Pattern-chaser wrote: ↑June 9th, 2022, 11:49 am
Gee wrote: ↑June 7th, 2022, 4:58 pm
You are implying that IF gun policy were changed, then there would no longer be a "few men running around firing their personally owned guns". IF "drastic measures are taken to control gun ownership" no one will be killed with a gun! Wonderful! All we have to do to accomplish this is to trash the Constitution.
Perhaps your Constitution need not be "trashed", but only updated in the light of changes in our world since it was written?
Gun deaths and injuries are more common in the USA than in most other countries, some of which also allow private gun ownership, but without the problems that seem to beset America. Changes to your Constitution might improve matters, but it looks to me like more fundamental, and wholly cultural, changes might achieve the best effects?
"Changes to your Constitution might improve matters?"
Might? Are you seriously suggesting that we change the foundation of our government because it
might solve the problem? Would you change the foundation of your house because it might make things better? What if it made things worse?
Back when I was studying law, there was a case that came up in California in the 1960's or 1970's. It was about a man who admittedly beat his wife with the express purpose of making her miscarry her pregnancy. Apparently the wife had told him that she was getting a divorce and explained that she was going to take half of his business, his money, his home, and was then going to make him pay for the support of her child for 18 to 20 years -- as was her legal right. He didn't like it, so in order to mitigate his damages, he beat her until she miscarried, saving himself 18 to 20 years of support payments. Apparently, he seriously doubted that the child was his, and had no intention of paying for it for a third of his lifetime. DNA testing might have released him from that responsibility, but maybe not as they were married at the time of conception. Different laws are written differently.
The police were called and he admitted his crime, but to their surprise, they could not charge him with anything more than assault. There was no law against killing a fetus. This would never do! The California legislature called an emergency session and wrote a law to ensure that a fetus would be protected and this could never happen again. Problem solved. Right?
Then the real trouble started; doctors and hospitals started refusing medical treatment to many pregnant women. Some pregnant women died. Why? Because doctors did not mind if they were sued because they made a mistake, but they were damned reluctant to go to prison for murder if they made a mistake and a fetus died.
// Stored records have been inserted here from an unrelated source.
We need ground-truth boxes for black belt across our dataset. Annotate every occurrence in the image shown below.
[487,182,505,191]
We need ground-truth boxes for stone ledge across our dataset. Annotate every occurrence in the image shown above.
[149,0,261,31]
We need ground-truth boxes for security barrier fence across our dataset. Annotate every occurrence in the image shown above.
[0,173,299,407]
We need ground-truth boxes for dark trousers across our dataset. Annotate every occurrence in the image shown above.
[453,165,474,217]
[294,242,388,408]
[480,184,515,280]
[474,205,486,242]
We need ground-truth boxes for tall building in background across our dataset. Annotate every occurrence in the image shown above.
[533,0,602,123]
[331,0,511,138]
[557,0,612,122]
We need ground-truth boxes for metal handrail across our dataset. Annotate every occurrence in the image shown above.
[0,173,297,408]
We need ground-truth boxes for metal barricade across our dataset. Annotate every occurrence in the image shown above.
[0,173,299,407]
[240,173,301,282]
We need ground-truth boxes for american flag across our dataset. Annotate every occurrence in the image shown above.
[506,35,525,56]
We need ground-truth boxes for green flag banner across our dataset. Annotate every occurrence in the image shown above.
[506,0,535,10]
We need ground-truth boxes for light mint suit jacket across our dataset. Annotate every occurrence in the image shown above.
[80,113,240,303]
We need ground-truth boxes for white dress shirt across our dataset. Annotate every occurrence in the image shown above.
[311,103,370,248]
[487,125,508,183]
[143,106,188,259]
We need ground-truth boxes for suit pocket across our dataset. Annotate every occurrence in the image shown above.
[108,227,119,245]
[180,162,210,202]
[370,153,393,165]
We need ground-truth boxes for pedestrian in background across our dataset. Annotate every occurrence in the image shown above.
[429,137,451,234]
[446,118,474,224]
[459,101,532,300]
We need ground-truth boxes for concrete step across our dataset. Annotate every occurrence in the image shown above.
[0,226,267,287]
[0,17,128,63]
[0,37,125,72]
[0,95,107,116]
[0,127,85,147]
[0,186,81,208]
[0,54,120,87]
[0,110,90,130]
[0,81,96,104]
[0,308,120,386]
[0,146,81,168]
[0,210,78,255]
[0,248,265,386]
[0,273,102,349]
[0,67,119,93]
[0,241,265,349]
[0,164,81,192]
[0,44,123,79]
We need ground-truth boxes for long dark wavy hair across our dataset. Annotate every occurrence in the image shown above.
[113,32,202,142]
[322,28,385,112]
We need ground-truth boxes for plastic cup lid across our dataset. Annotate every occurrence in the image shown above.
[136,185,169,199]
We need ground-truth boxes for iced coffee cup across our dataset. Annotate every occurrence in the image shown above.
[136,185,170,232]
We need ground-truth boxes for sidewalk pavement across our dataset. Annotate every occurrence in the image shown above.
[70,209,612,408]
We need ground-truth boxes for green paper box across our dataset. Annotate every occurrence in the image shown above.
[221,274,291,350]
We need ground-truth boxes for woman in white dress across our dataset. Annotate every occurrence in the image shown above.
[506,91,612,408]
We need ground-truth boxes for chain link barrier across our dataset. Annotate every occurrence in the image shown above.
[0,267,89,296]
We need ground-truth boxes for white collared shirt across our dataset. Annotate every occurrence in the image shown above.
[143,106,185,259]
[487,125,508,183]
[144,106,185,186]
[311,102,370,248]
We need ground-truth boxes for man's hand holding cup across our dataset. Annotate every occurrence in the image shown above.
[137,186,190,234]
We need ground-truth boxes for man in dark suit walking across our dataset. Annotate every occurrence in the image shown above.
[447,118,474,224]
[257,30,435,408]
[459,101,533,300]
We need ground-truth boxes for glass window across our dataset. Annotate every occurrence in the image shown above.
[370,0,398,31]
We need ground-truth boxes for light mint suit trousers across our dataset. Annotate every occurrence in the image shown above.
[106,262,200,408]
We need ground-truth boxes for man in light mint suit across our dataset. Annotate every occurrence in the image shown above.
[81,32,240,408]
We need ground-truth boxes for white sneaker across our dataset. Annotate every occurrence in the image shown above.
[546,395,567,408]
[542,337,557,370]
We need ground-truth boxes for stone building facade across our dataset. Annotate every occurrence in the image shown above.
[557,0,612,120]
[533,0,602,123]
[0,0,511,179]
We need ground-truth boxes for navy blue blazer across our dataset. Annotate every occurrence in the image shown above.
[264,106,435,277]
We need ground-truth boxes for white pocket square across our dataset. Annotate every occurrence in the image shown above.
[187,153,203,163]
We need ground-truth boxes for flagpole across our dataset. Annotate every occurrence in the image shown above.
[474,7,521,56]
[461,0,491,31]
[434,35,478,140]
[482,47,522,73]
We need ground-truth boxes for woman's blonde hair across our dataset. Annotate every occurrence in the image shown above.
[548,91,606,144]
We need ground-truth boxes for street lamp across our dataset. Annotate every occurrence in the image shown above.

The law has since been changed, and changed, and changed, and there is still no resolution as to the rights of the woman, the man, the fetus, and the community -- as is evidenced by the recent Supreme Court activities regarding abortion.
It is not a good idea, nor is it wise to change laws because they "might" solve a problem. Nor is it a good idea to change laws because they need "updating" because of "changes in our world" since the laws were written. The Books of Law in the Old Testament of the Bible treats causing the death of a fetus as a civil act, not a criminal act, and those laws are thousands of years old, but still relevant.